There are those who say there is no room for any other view but their own.
As the first reading for the liturgy today reminds us, “When the captain and the court officers had brought the apostles in and made them stand before the Sanhedrin, the high priest questioned them, ‘We gave you strict orders, did we not, to stop teaching in that name?’” (Acts 5:27-28). But the text goes on to point out, “But Peter and the apostles said in reply, ‘We must obey God rather than men’” (Acts 5:29).
We are not talking about ancient history and faraway lands. We are talking about our own lived experience in our country.
The Church’s long history recounts many examples of efforts to silence her teaching.
Pope Francis is the 266th pope. Nearly all the first 60 popes were put to death for the faith by those in political power who disagreed with Jesus, his Gospel — and, therefore, his Church’s shepherds.
We have seen this over and over again, in various forms of narrow-minded discrimination and blind bigotry.
Catholics have suffered at the hands of all kinds of movements, the Ku Klux Klan, the Know Nothing Party, the burning of Catholic churches and convents in various parts of the then-Protestant colonies.
This history teaches us that, like any freedom, religious liberty requires constant vigilance and protection or it will disappear.
And so, here we are.
The idea that the pastor of a parish today or the chaplain of a religious community and campus ministry today should simply be silenced because he faithfully announces the Gospel of Jesus Christ — that he should not be allowed to engage in dialogue with our culture, even in a place that is dedicated to the free and diverse expression of ideas — may seem somewhat radical today, but you have to remember there have always been those who try to force their totalitarian views on all of us.

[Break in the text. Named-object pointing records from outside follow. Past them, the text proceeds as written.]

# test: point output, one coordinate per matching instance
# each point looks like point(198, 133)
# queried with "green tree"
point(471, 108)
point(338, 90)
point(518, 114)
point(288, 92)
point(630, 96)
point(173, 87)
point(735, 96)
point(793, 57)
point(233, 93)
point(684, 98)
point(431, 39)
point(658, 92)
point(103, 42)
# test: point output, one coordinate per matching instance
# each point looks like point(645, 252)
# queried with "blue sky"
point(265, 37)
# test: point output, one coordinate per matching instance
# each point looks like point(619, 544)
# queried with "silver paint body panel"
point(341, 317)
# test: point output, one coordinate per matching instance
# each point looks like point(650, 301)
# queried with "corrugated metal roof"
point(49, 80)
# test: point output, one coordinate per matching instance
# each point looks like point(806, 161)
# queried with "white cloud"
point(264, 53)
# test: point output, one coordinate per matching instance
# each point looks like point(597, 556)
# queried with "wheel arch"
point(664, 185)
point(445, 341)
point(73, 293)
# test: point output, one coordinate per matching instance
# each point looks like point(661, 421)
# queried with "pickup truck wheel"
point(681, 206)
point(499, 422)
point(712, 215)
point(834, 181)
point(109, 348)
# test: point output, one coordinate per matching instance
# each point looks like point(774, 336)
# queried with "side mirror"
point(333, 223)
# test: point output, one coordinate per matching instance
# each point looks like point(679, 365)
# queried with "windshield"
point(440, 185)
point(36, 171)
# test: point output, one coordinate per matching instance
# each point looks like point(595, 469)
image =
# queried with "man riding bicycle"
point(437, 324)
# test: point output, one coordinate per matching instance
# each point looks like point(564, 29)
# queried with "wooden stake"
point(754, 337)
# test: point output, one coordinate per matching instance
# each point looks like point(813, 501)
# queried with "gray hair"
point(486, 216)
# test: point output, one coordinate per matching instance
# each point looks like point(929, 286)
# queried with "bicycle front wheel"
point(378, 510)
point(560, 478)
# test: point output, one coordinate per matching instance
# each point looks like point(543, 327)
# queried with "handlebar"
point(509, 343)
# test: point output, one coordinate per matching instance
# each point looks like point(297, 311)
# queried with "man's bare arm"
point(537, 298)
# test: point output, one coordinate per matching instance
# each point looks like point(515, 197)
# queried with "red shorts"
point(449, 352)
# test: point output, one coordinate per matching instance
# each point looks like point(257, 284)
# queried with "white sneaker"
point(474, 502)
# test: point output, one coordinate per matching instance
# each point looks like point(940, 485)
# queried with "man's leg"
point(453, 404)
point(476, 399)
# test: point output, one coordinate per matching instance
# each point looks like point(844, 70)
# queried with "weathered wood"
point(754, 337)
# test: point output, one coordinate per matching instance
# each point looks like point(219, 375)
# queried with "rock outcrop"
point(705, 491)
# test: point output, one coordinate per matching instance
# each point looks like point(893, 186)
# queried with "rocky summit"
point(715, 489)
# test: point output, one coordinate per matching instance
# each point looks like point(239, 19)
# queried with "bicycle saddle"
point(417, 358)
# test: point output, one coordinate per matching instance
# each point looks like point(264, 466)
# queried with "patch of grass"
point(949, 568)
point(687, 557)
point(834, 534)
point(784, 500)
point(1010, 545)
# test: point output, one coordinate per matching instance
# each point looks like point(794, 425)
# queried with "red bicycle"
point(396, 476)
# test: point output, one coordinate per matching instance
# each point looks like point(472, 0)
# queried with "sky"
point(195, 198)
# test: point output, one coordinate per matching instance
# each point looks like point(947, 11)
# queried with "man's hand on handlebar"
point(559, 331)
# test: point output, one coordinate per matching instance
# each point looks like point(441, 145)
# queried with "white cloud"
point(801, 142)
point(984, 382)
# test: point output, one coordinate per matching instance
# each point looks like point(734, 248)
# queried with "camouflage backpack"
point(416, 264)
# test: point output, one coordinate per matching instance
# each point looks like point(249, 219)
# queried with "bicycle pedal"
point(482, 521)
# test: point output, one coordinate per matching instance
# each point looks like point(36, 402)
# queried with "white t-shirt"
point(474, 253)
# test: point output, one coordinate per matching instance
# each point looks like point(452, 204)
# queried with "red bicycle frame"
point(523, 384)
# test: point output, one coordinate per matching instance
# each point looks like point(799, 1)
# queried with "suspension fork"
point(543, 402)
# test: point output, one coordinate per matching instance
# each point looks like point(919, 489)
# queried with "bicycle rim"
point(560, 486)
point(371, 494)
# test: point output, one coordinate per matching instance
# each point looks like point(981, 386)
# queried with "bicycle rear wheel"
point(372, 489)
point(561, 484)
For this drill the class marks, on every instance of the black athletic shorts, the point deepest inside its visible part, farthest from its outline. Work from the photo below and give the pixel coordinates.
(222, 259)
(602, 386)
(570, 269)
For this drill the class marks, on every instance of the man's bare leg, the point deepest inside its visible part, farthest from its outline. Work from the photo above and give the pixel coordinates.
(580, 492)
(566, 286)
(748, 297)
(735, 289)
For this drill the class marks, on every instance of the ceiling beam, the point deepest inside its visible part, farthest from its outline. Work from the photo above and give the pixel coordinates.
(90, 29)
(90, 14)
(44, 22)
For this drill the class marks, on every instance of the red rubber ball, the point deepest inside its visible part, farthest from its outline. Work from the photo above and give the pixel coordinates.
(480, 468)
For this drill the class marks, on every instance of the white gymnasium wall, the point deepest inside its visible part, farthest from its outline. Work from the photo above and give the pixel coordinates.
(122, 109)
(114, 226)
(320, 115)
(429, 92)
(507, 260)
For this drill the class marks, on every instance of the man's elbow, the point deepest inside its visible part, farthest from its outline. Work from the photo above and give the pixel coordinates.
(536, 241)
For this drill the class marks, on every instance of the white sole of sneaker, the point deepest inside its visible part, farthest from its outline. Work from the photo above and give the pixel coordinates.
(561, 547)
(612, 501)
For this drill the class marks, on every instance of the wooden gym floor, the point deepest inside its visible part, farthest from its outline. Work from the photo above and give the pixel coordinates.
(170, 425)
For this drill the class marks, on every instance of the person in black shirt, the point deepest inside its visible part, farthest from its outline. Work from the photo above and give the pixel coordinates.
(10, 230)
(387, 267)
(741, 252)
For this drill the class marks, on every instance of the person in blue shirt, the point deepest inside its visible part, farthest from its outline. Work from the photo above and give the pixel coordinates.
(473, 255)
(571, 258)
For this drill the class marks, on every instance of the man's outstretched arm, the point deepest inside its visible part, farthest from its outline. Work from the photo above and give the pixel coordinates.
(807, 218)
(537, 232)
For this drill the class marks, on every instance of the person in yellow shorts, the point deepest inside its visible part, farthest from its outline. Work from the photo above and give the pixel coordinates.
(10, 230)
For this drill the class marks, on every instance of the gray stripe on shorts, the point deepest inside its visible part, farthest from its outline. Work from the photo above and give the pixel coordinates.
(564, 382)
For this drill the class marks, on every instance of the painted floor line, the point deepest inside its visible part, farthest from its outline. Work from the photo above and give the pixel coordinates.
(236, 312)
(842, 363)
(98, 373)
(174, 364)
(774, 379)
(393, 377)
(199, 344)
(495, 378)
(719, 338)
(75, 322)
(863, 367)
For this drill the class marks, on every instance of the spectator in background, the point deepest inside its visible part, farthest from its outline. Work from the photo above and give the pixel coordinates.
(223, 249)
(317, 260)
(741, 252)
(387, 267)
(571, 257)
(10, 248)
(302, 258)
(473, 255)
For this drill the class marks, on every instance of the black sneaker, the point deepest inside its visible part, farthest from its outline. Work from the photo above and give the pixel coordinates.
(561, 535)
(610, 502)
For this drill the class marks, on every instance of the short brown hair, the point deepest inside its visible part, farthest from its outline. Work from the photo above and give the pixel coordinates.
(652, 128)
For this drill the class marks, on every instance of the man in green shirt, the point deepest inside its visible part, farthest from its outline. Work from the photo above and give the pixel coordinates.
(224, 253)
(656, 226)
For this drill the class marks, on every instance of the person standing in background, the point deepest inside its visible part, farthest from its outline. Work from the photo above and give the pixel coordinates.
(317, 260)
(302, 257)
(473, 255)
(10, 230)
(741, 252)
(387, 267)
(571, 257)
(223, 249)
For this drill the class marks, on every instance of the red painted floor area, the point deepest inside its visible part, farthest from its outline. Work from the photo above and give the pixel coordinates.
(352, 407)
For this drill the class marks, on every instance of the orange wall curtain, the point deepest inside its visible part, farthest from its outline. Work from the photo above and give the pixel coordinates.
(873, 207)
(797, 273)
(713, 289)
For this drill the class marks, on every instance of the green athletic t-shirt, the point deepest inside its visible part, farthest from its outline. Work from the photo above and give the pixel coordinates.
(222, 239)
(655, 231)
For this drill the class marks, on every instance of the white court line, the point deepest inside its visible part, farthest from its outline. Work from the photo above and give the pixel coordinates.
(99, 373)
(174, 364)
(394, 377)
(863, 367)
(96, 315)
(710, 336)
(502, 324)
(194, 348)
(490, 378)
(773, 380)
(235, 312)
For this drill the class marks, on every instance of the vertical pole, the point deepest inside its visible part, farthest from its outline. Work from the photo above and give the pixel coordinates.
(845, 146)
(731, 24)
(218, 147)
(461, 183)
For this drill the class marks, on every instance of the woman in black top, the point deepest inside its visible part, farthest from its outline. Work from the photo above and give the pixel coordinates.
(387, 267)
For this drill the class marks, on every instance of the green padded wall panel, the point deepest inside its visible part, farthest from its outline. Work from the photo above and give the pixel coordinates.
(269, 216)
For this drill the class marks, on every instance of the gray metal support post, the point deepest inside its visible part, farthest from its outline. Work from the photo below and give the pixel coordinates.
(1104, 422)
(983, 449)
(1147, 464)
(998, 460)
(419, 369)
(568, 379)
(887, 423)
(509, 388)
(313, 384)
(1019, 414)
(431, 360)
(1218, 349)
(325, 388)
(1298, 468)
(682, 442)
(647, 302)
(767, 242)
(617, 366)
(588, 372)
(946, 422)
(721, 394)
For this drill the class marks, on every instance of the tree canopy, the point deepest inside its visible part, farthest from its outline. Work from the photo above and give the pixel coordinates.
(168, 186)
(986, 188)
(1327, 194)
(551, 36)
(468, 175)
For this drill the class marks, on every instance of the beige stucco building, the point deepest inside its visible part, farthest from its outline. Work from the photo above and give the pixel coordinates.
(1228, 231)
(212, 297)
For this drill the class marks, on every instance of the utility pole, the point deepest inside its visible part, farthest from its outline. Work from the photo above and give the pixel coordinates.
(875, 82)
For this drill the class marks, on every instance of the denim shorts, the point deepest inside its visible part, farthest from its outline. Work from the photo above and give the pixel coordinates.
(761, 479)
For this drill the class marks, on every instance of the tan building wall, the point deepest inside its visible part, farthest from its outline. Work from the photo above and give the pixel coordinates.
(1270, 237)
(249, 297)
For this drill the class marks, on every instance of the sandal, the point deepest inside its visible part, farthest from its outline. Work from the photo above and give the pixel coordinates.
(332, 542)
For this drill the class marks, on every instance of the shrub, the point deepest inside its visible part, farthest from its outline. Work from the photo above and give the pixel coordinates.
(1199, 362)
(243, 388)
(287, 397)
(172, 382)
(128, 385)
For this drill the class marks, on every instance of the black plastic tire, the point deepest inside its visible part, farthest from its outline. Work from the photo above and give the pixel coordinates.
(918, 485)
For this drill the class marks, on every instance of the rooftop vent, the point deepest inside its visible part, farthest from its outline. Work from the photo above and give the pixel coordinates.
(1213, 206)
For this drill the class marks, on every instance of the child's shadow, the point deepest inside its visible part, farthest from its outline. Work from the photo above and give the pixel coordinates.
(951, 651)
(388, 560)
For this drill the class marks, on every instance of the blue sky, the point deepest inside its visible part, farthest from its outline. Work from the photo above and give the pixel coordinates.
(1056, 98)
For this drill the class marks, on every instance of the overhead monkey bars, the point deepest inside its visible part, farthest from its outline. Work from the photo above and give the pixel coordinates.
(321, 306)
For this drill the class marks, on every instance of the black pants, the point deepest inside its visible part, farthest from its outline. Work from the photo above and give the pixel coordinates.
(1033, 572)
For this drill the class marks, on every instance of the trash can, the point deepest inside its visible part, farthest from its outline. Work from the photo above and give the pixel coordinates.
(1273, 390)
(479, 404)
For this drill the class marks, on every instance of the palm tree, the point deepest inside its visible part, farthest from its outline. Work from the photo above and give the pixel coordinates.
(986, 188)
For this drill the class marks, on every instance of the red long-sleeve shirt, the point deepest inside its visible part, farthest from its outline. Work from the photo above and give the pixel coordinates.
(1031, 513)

When we talk about marriage, when we speak about the dignity of human life, when we teach about the natural moral order — these are all elements that we find deeply rooted in the consciousness of the Judeo-Christian tradition.
Just because someone wants to change all of that today does not mean that the rest of us no longer have a place in this society.
Remember after someone says you cannot speak here, then comes the sentence, “And you do not belong here.”
I want to make something very, very clear: Our response must be the response of Jesus Christ, the response of his Church, a response rooted in love. When we are attacked, there will always be the temptation to respond in kind. But we must respond out of who we are: We are followers of Jesus Christ.
But we also need to remember that we all know people — homosexual and heterosexual alike — who may disagree with particular teachings of the Church, but do not express that disagreement by demanding that the Church and her ministers be silenced.
We all struggle to live up to the demands of the Gospel — even when we fail — because we know that what Jesus and his Church teach are the words of everlasting life.
The Church calls us to keep trying to draw closer to Christ.
This we do, not because we are perfect, but because he is the Way, the Truth and Life.
We must be inclusive; we must recognize the bonds of mutual charity, and we must continue to reach out to all of those brothers and sisters who come to Mass to be with us. We must be allowed to do so freely.
The Catholic Church welcomes everyone and tries to walk with them on life’s journey, while at the same time upholding a moral law by which we are all obliged to live.
We have so much more to offer, and so does America.
There should be tolerance and respect among all people.
There has to be room enough in America in a society as large, as free and pluralistic as ours to make space for all of us.
Dear brothers and sisters, never be ashamed of Christ, his Gospel, his Truth — or your identity as Jesus’ disciples. Always be proud of who you are.
Thank you for standing up for the freedom to speak our faith, and thank you for standing up for your chaplain.
God bless him and all of you.
Cardinal Donald Wuerl is the archbishop of Washington.